Yaslanmalar ve Yaslar Üzerine
- Başak Aksoy
- 23 Eki 2024
- 2 dakikada okunur
Paketi özenle hazırlanmış her şey gün gelir hevesle elimize aldığımızda, bir şeylerden vazgeçip onu tercih ettiğimizde, arkası bomboş bir enkaza açılır gibi hissettirir ilk bakışta içimizde. Aslında hisle yapılmış her çaba, çabalanmadan içinden gelenin söze dökülmesiyle kardeştir. Bakıldığında ikisinin de yola çıkışları farklı, yolun sonunda kavuştukları durak ortaktır. Çabasının ve sözlerinin sonuna gelmiş her kişinin o an olduğu durağı son duraktır böylece. Gitmek istediği, varmayı hayal ettiği durağın kalmamıştır bir önemi.
Ruhumuzdan bir parça koparan her bir yaşanmışlık, bizi bugünkü olduğumuz kişiden uzaklaştırır mı? Bir vazgeçiş ya da değişim her zaman kötüye mi işaret olmak zorundadır ki? Nerden biliyoruz kopan parçaların bambaşka şekillerde birleşeceği öteki parçaları olmadığını? Ya da birleşemeyenlerin birkaç parçaya daha bölünerek bambaşka olasılıklarda kavuşmayacağını? Kavuşanlar, kavuşamadıklarımızla el ele tutuşacak belki de?

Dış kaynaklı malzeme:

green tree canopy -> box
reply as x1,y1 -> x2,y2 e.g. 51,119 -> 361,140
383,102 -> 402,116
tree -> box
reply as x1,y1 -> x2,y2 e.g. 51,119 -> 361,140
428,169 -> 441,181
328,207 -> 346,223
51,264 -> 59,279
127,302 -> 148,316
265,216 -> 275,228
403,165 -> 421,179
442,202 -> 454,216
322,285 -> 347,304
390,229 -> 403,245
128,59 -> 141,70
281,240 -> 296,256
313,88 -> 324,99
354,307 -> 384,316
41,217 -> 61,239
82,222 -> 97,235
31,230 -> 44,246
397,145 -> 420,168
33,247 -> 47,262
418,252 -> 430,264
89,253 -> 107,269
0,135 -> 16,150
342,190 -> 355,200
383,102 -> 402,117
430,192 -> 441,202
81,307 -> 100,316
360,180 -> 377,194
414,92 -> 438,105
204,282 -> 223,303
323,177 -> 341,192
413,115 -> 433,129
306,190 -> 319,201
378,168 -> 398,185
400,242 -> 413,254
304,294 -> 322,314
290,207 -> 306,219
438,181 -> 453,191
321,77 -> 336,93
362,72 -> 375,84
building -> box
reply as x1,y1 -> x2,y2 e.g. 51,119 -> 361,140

Bilinmezlikten ve aslında farkında olmadan uzaklaştığı benliğine uzaklaşıp bakmaktan korkan kişi, denemekten ya da denemeye mecbur bırakılmadığı sürece adım atmaktan farkında olmaksızın kaçar. Olduğu yeri sağlamlaştırdığını sanmaktan hem kaçar hem de mecbur eder kendini buna. Hepimiz, oyuncusu da kurucusu da kendimiz olduğumuz bir endişe havuzunun içerisindeyiz. Burası duvarlarını kendimizin ördüğü, sınırlarını kendimizin belirlediği çatısını ellerimizle ördüğümüz bir evin hemen yanı başında. Kendimizin en acımasız eleştirmeni aslında tüm bu sebeplerden yine kendimiziz. En ağır cezaları veren, en köşeye sıkıştırıp dize getiren çok acımasız bir yargıç var içimizde aslında hepimizin. Galiba tam da bu sebeple içimde var olan tüm yumakların hem yaratıcısı hem yıkıcısının kendim olduğunu bilirim. Bilirim ki hayatımın en içinden en bağlı olduğum tüm yaslanmalar günün birinde yasım haline gelebilirler. Bunları fark etmenin de ötesinde kabul edip devam etmeye çalışırken değişiyorum. Aynada baktığım yüzde birkaç yeni ifade görüyorum. Korkutuyor bazen bu denli tanıyamaz olmak bazı şeyleri. Benliğime hem uzaklaşmış hissediyor, uzaklaştıkça da ne tezattır ki kendime dönüyor, döndükçe de kendime açılıyorum. İnsanın galiba kavgası kendiyle olduğunda bırakıyor tüm ipleri. Bıraktığı tüm ipler en çok tuttukları oluyor böylelikle. Etrafındakilerin hayatlarına ufacık pencerelerden sadece gözlemci olarak bakması, onları kendi üzerinden düşünmemesi ne gariptir ki kendine ayna tutmasını sağlıyor. O ayna ise kalbine açılıyor. O kalpte herkes olduğu gibi ve her şey yerli yerinde.
O halde uzaklaşıp bakalım hadi benliğimize, hala orada olduğu gibi mi diye.
Önce ben.. Her zaman göz ardı ettiğim, zor zamanlarında yanımda olması yeterli olan kocaman bir yelpazem var şimdi önümde. Bu yelpazenin hiçbir kanadına dikkat etmemişim kullanırken, ertelemişim bakımını, hor kullanmışım. İşte bu kolunu kanadını kırdığım, dikkatsiz kullandığım bu yelpaze benim parçalarım. Parçalananlar ise içimden kopanlar. Yamalar var mesela üzerinde, kontrol edemediğim şekillerde yapılmış, biraz daha kırıklar var mesela kendimi bile bile sürüklediğim çıkmazlardan kalan etkiler.
.
.
.
Yüzüne baktığımda bana o çok özlediğim pazar günlerini hatırlatan insanlar istiyorum hayatımda ve yaslamak sırtımı onlara doyasıya.